Sequencing Strategies: Metastatic Pancreatic Adenocarcinoma - Episode 5
Transcript:
John L. Marshall, MD: New drug development in pancreas cancer has been very interesting for almost 10 years. After gemcitabine’s original approval, we kept trying to put everything with gemcitabine. “This,” with gemcitabine. “That,” with gemcitabine. Even taxanes with gemcitabine. It really didn’t help until we used a liposomal taxane, which is nab-paclitaxel (Abraxane). We don’t really know why it worked. We think that it may be its pharmacology. It may be a delivery thing—that the drug actually gets there better and the half-life is longer. But it worked. And so, some smart people said, “Well, if it works with that, let me try it with irinotecan.” And so, Onivyde (irinotecan) is essentially a medicine that is irinotecan wrapped into a lipid, just like a nab-paclitaxel is.

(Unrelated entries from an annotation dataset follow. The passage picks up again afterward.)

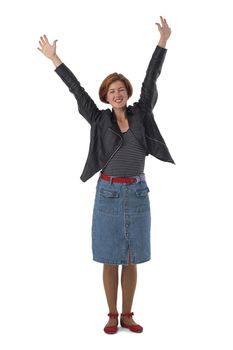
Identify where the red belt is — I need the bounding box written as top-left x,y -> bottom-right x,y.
100,174 -> 137,183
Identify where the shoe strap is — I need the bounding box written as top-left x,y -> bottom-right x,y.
108,312 -> 119,318
121,312 -> 134,318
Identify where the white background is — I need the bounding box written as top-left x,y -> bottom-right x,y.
0,0 -> 233,350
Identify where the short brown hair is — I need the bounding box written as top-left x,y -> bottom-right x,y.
99,73 -> 133,103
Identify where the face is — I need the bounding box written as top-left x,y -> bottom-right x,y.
106,80 -> 128,108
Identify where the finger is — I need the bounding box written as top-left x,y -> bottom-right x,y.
44,34 -> 49,43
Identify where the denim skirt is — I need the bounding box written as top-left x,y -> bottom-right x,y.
92,176 -> 151,265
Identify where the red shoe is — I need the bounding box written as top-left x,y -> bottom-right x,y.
104,312 -> 118,334
121,312 -> 143,333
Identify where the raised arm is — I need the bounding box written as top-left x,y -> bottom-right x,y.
138,16 -> 171,111
38,35 -> 100,124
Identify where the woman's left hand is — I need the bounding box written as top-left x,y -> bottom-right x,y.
156,16 -> 171,47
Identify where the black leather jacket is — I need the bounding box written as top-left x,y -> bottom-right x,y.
55,46 -> 175,182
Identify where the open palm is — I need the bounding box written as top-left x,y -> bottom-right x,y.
38,35 -> 57,59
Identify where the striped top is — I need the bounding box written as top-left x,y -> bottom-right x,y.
102,129 -> 146,177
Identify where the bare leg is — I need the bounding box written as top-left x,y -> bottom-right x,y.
121,263 -> 137,325
103,264 -> 118,326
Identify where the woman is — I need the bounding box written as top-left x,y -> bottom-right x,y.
38,17 -> 174,334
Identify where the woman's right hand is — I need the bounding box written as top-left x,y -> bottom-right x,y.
37,35 -> 57,60
37,35 -> 62,67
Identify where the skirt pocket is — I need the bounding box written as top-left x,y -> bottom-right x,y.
135,187 -> 150,214
98,188 -> 120,215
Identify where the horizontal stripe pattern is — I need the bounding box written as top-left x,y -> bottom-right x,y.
102,129 -> 146,177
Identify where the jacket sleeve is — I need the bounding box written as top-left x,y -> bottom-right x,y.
55,63 -> 100,124
138,46 -> 167,111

The study that was done with this is for second-line and beyond settings. It randomized patients to 5-FU by itself or as a combination. The combination showed an improvement in response rate, progression-free survival, and overall survival, which justified its approval. We do give irinotecan, by itself, without the lipid layer in frontline therapy with FOLFIRINOX. But what we’re seeing is that maybe the pharmacology or delivery is superior and should be used. Thus, we have the approval for the new medicine.

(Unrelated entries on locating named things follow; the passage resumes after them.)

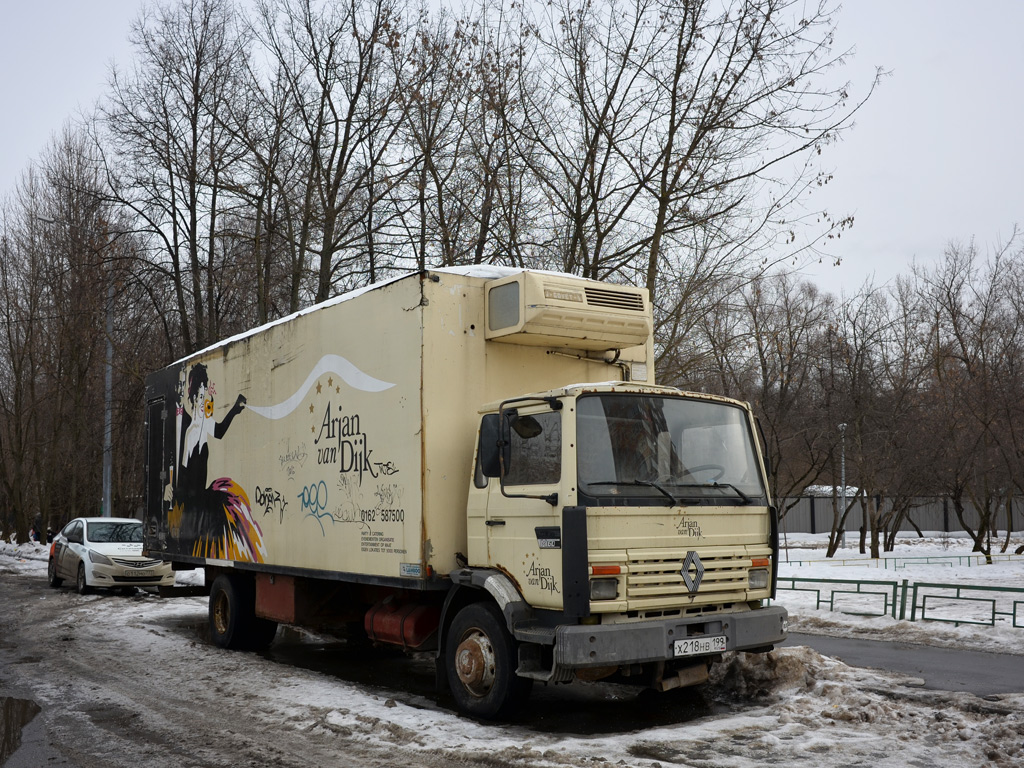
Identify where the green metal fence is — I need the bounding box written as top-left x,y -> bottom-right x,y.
778,577 -> 1024,629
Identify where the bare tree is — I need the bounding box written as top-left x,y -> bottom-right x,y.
102,0 -> 243,351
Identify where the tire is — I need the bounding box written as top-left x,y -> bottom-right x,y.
46,557 -> 63,589
75,562 -> 92,595
210,573 -> 278,650
444,602 -> 534,720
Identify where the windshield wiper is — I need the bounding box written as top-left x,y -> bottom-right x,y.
672,482 -> 754,504
587,480 -> 682,507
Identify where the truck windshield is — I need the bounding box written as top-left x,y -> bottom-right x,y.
577,393 -> 765,505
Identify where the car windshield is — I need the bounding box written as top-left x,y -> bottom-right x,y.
577,393 -> 764,504
87,520 -> 142,544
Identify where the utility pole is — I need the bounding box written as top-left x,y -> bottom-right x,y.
839,422 -> 846,549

Fadi Braiteh, MD: Innovation in the field of oncology and how we treat systemic disease has really taken a boom in the last 10 years. Biologics, new cytotoxics, and, now, even totally new mechanism of action molecules—such as immunomodulators—have been brought on board. In the field of the cytotoxic therapies, we have had some totally new molecules brought into the market; some have been studied in clinical trials and some have even been approved. These molecules are referred to as cytotoxic because they fundamentally interfere with DNA synthesis and mitosis. But another innovation that has been happening relates to the way that we administer or we formulate the products. There is a hypothesis and preclinical data about how it affects the microenvironment and considerations that the intoxicate might be the bad macrophage. The same thing happened with the liposomal formulation. The liposomal formulation, in the drug development field, is not totally new. We have seen it with some antifungal, and we have seen it with other cytotoxic therapies like doxorubicin.

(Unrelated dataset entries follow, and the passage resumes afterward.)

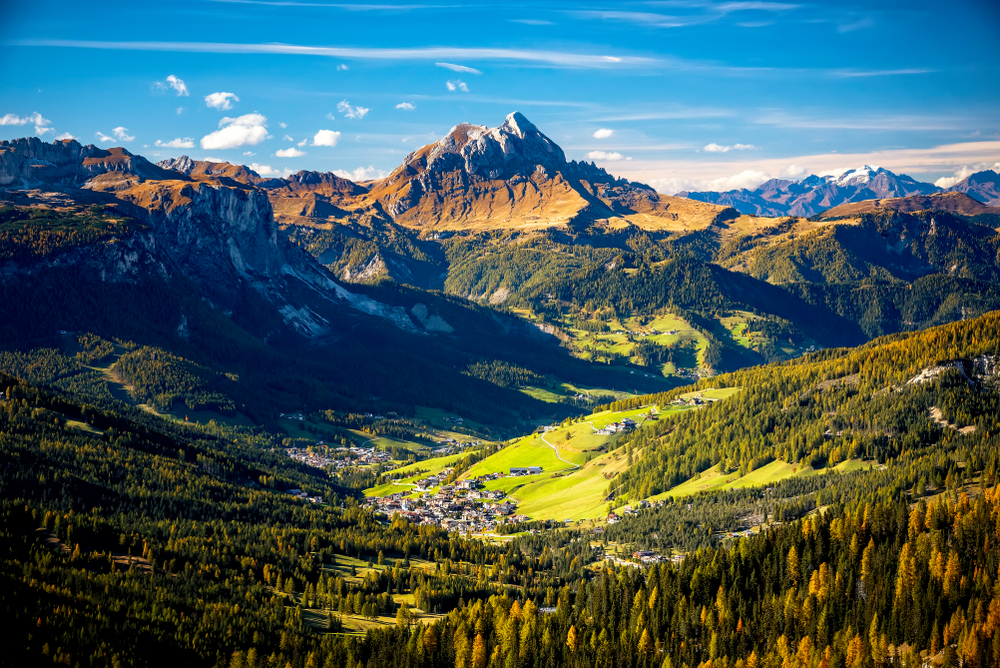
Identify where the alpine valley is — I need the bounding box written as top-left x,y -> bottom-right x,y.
0,113 -> 1000,668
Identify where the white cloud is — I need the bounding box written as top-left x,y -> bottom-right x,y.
155,137 -> 194,148
649,169 -> 771,195
153,74 -> 190,97
600,140 -> 1000,194
205,93 -> 240,111
704,143 -> 757,153
250,162 -> 281,176
779,164 -> 809,180
434,63 -> 482,74
201,114 -> 267,150
333,165 -> 388,182
934,162 -> 1000,188
337,100 -> 370,120
0,111 -> 52,135
313,130 -> 340,146
250,162 -> 292,176
583,151 -> 622,162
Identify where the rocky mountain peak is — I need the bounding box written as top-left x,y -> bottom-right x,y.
156,155 -> 198,174
0,137 -> 169,187
412,111 -> 566,180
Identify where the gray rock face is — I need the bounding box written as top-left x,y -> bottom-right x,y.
156,155 -> 198,174
0,138 -> 450,337
0,137 -> 169,187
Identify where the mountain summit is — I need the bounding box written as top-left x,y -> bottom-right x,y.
221,111 -> 734,230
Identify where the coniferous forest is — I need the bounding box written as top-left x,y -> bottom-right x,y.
0,315 -> 1000,668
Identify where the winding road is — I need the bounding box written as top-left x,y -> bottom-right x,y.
541,425 -> 593,469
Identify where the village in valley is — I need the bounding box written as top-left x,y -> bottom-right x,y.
270,389 -> 741,565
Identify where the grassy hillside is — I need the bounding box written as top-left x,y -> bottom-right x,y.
611,312 -> 1000,499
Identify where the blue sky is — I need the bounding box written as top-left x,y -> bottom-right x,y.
0,0 -> 1000,193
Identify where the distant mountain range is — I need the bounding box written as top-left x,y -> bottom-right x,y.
158,111 -> 735,237
0,112 -> 1000,428
680,165 -> 1000,217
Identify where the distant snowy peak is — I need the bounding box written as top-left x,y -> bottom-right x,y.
682,165 -> 941,217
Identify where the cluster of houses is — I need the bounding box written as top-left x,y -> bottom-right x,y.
286,489 -> 323,503
596,417 -> 640,434
367,480 -> 530,533
285,446 -> 392,471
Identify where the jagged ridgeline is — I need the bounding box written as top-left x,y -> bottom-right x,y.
160,112 -> 1000,375
0,139 -> 680,429
608,312 -> 1000,499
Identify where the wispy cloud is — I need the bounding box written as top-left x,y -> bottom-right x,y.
19,39 -> 657,68
434,63 -> 482,74
0,111 -> 52,135
593,106 -> 736,122
571,0 -> 800,28
583,151 -> 624,162
830,67 -> 934,79
337,100 -> 371,120
749,111 -> 961,131
934,161 -> 1000,188
153,74 -> 191,97
604,141 -> 1000,194
702,143 -> 757,153
205,93 -> 240,111
156,137 -> 194,147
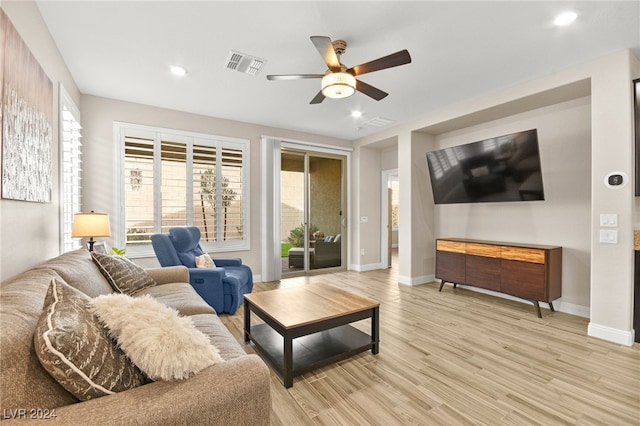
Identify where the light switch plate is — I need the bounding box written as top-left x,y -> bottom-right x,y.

And here, we recently had the nanoparticle liposomal formulation of irinotecan. This has allowed us to really put a dense dose in a nanoparticle. You theoretically reduce the shedding and the systemic exposure of the irinotecan, which is the prodrug of the active compound. So, you target the delivery more toward your tumor. Again, this systemically may reduce the toxicity. Or you can have a smaller dose provided. The liposomal formulation allowed for more favorable pharmacokinetics and has a longer half-life—of the drug in circulation with minimum systemic toxicity. The goal is to have that delivery target the pancreatic adenocarcinoma cell and, more importantly, the microenvironment—which is the hard shell to crack—and to have a better, favorable vasculature delivery of the drug.
This exciting preclinical discovery of the formulation of liposomal irinotecan is behind taking it to the clinic and, of course, follows the development of phase I and recommended phase II studies of combining 5-FU/leucovorin plus liposomal irinotecan. Hence, the dose is 70 mg/m2 in the patient with advanced relapsed or refractory pancreatic adenocarcinoma.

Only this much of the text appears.